Question

Question #d0dfe

Answer 1

When you divide, say, `3/0` you are trying to find a result such as:
`3/0=a`
But this number `a` should be a number that multiplied by `0` gives `3`!
`3/0=a` so rearranging `3=0*a`
But this is not possible!
So, it is not possible to divide by `0`.

On the other hand have a look at what happens if you get "near" to zero but not zero.
Try `0.01`, `0.0001`, `0.000001` and see what happens!

Answer 2

You can't do it.
(Any attempt to define division by zero will "break arithmetic" somewhere.)

Reason 1:

`a/b = c` exactly when `b*c=a`

But if `b=0`, we have

`a/0 = c` exactly when `0*c=a`

`0*c=a` has no solution for `a!=0` because `0*c=0` for all `c`.

(For example: `5/0=c` would require `0*c=5` which cannot happen.)

Reason 2:

I am an algebraist, I define division to be multiplication by a reciprocal.
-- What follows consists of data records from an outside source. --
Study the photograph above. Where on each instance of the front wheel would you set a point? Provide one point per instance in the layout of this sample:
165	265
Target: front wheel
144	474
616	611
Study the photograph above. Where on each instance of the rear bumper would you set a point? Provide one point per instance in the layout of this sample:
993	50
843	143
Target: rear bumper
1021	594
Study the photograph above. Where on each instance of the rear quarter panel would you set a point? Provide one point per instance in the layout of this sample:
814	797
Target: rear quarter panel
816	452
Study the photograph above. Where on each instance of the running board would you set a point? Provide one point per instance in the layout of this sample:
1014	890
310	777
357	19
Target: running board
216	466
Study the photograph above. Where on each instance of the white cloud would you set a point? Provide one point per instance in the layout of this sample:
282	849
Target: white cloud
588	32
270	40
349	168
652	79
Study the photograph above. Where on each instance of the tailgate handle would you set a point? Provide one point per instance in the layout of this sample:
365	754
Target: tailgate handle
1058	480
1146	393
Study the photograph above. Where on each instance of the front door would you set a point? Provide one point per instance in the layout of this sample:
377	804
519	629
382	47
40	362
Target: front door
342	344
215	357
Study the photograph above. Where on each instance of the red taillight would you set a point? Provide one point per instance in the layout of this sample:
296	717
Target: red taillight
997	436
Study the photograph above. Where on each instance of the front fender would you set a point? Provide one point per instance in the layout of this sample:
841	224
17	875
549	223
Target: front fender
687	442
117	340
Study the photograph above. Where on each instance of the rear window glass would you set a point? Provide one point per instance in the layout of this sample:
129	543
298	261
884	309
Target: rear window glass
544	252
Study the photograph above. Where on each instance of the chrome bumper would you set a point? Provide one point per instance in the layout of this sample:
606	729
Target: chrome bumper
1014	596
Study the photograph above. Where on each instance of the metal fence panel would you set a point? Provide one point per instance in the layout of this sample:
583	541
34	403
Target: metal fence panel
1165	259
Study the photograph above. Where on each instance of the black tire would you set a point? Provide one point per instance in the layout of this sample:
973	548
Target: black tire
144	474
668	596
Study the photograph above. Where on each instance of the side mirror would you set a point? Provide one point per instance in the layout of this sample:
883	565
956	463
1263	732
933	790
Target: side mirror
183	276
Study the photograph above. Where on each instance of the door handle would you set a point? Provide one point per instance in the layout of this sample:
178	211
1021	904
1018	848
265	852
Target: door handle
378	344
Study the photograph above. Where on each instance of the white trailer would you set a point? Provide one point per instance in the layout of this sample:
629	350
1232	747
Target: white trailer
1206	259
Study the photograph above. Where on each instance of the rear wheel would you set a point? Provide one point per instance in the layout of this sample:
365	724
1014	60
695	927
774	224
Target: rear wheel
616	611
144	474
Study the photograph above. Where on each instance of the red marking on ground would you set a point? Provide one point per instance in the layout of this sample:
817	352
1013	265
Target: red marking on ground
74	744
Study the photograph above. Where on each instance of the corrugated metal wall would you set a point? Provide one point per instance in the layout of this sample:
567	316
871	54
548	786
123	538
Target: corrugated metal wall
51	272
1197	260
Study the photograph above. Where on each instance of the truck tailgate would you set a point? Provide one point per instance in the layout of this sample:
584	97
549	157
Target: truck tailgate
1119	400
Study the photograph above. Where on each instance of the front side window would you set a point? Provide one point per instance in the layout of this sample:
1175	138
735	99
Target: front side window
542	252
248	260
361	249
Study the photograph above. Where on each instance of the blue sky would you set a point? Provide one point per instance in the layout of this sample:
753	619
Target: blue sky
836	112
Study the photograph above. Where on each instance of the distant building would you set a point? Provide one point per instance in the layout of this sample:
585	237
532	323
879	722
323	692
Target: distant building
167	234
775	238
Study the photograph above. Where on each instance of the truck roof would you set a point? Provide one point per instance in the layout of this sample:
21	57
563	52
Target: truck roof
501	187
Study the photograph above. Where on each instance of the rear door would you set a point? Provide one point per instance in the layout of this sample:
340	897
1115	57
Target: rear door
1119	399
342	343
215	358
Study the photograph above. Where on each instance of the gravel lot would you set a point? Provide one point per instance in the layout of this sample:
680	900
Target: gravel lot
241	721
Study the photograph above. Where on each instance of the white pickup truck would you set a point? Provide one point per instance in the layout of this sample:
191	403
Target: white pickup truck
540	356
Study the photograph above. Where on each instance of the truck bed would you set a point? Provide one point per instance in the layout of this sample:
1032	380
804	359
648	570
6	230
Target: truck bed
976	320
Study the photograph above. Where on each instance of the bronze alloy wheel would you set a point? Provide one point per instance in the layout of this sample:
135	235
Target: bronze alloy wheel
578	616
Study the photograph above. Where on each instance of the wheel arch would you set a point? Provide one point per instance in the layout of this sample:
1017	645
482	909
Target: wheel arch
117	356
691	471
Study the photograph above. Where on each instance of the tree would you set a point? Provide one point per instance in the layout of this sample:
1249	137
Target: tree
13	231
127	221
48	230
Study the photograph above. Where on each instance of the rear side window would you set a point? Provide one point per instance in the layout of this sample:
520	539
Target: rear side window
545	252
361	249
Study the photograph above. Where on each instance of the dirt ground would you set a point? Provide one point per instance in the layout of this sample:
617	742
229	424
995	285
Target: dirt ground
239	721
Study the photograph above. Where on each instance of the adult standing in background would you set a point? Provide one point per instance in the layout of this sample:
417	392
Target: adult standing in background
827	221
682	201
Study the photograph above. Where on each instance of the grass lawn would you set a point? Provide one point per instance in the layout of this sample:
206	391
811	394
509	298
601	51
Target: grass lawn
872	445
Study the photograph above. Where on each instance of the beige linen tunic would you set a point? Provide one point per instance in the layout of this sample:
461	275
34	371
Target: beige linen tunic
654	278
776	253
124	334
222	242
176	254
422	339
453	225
A reciprocal of `a` is a multiplicative inverse. That is, it is a solution to `a*x="multiplicative identity"`

For any number, `x`, we can show that `0*x=0` So `0` has no multiplicative inverse (no reciprocal).

`0x+x=0x+1x=(0+1)x=1x=x`
`0x+x=x` implies that `0x=0` (Subtract `x` from both sides.)

(General case)
In any ring whose additive identity is denoted `0`,
we have `0 x=0` and `x0=0` for all `x`.
So the only ring in which `0` has a reciprocal is the trivial ring: `{0}`.
(The trivial ring has one thing in it. That thing is the additive and multiplicative identities. In non-trivial rings, it is not possible for both identities to be the same.)